Bitcoin Kidnapper verurteilt: 11 Polizisten müssen lebenslang in Haft
In Indien müssen elf Polizeibeamte ins Gefängnis. Sie hatten einen zwielichtigen Geschäftsmann entführt und um Bitcoin erpresst.
Weil sie einen Geschäftsmann erst entführten und dann seine Bitcoin erpressten, müssen 14 Personen nun lebenslang ins Gefängnis. Das berichten Lokalmedien.

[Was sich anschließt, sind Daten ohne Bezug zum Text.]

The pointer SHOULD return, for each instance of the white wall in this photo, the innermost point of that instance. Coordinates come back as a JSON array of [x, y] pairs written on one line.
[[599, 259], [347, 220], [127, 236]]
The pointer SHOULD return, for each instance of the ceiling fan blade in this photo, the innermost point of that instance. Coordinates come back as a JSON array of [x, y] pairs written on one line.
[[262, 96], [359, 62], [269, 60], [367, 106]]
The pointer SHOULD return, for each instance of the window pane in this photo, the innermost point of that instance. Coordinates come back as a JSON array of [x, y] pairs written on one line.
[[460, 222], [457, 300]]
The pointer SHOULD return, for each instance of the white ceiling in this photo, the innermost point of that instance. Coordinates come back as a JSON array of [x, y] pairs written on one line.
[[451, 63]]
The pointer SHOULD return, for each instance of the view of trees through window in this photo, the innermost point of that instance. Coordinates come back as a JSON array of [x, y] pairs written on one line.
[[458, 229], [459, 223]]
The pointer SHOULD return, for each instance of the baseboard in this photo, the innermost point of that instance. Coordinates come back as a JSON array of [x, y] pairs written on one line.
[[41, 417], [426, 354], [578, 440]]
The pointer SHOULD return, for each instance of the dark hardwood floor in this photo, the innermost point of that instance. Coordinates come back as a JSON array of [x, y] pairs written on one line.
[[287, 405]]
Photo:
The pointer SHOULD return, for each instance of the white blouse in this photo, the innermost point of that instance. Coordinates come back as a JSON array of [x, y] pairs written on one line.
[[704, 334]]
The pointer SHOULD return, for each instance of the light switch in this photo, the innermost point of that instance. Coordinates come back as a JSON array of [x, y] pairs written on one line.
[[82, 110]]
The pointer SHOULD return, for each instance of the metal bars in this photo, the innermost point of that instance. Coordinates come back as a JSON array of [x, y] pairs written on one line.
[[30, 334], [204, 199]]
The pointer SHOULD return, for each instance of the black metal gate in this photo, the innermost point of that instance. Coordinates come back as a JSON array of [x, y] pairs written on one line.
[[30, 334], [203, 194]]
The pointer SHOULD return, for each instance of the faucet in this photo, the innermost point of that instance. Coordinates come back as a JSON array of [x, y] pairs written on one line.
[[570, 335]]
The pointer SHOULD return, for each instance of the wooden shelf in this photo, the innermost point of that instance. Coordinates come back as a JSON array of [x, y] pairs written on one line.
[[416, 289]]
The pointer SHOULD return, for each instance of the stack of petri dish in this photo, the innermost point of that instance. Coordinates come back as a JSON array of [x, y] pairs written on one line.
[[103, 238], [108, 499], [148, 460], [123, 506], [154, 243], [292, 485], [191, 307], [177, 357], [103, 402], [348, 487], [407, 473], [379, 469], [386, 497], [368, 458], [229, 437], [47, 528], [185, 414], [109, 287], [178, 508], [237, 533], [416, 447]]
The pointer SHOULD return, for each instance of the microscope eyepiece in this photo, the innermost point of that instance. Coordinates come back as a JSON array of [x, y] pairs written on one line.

Unter den Verurteilten sind auch elf Polizisten des indischen FBI.
Laut des Berichts hatten die Männer, gemeinsam mit Komplizen, im Februar 2018 Shailesh B. unter einem falschen Vorwand an eine Tankstelle gelockt, anschließend entführt und in einem nahegelegenen Bauernhof festgehalten.
Mit vorgehaltener Waffe bedrohten die Polizisten B. zunächst, ehe sie Forderungen stellten, er solle 176 Bitcoin an die Erpresser überweisen. Dem Bericht nach einigten sich die Parteien auf 34 BTC (etwa 150.000 US-Dollar).
Ein Kurier sollte das Geld abheben und den Erpressern bringen, witterte jedoch einen Verdacht und alarmierte die Behörden. Die Polizisten sowie drei weitere Komplizen wurden im Anschluss festgenommen.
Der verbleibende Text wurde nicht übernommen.